Mar 15, 2017 10:43 AM EDT
AMD is in the spotlight currently because of its new range of Ryzen processors. They may not be beating Intel's best at outright performance, but they certainly are at affordable prices. The Radeon RX Vega is the name of AMD's next-generation graphics cards, which will take the fight to Nvidia, which has just announced the Nvidia GeForce GTX 1080 Ti.
Vega is the name of the new Radeon graphics cards from AMD that will launch this year. The full name is AMD Radeon RX Vega, which means that the rumoured RX 490 or RX 580 names were wrong. AMD RX Vega is set to compete with Nvidia's best graphics cards because AMD has made huge changes to the processor's architecture and has already shown a few demos which are hinting at big performance increases, as per PC Advisor.
Currently we don't know about the exact specifications of the AMD RX Vega which, but AMD has revealed enough to whet gamers' appetites. According to the leaked slides, the Vega '10' (high-end model) will be having 14nm GFX9 GPU, 64 NCUs, 2048-bit memory bus, 512GB/s bandwidth, PCIe Gen 3, 4096 stream processors, 16GB HBM2, x16 and 225W TDP.
The first Vega GPU, the RX Vega, will be using Vega 10 silicon and is expected to see AMD coming out with a high-end halo graphics card first, back-filling the rest of the range after that. This first card is likely to be the AMD Vega card that we've already seen during the operation at the New Horizon event, rocking "Star Wars Battlefront" at 4K and over 60fps.
That's an 8GB card, and it can also be featuring second-gen high bandwidth memory (HBM2), which will give it an insane level of video memory performance. A 2,048-bit memory bus with bandwidth around the 512GB/s mark in the card is also expected. However we don't know any other specifications for Radeon RX 590, but AMD have spoken about the Next Compute Unit (NCU) which they're using with Vega, as per PCGamesN.

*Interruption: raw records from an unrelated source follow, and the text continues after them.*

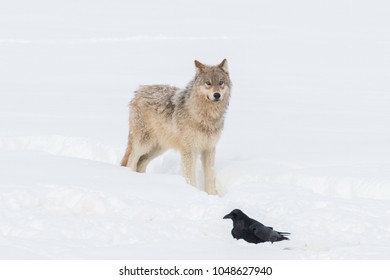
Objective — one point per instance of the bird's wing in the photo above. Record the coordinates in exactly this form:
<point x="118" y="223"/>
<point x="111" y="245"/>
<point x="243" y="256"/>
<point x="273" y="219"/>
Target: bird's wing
<point x="261" y="231"/>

AMD though are possible to also release a higher-level GPU than that 8GB HBM2 card, one will be based on the same, spec they dropped into their MI25 professional-class GPU. The high 14nm Vega 10 chip will come with capably 4,096 of the newly designed Graphics Core Next (GCN) cores ideally on one monster slice of silicon.
The MI25 professional card can deliver 12 teraflops of single precision computing. That would put the card ahead of the Nvidia GTX Titan X which gives around the 11 teraflop mark, so it's not unfairly to think that could end up being a new AMD RX Fury. This top Vega chip will be boasting 16GB of HBM2 and, thanks to the 14nm production process, AMD are also aiming to keep it below the 300W point in terms of TDP too.
Even though AMD revealed very few details about the RX Vega at the Game GDC, it hasn't yet said anything regarding its price. Nvidia's GTX 1080 Ti is $700, which makes it the most expensive element in most PCs, as of today. In reality, AMD can keep the prices either up or down.
For the release, WccFtech claims that AMD will be launching the cards at a special event during the month of May. It's possible, however, but would be the first time when AMD have ever released a graphics card at Computex.
AMD have already confirmed that Vega graphics cards will be released in the first half of 2017. We also know the first Vega GPU designs have passed the South Korean National Radio Research Agency certification (RRA) that is normally a positive indication that they're almost ready for retail launch.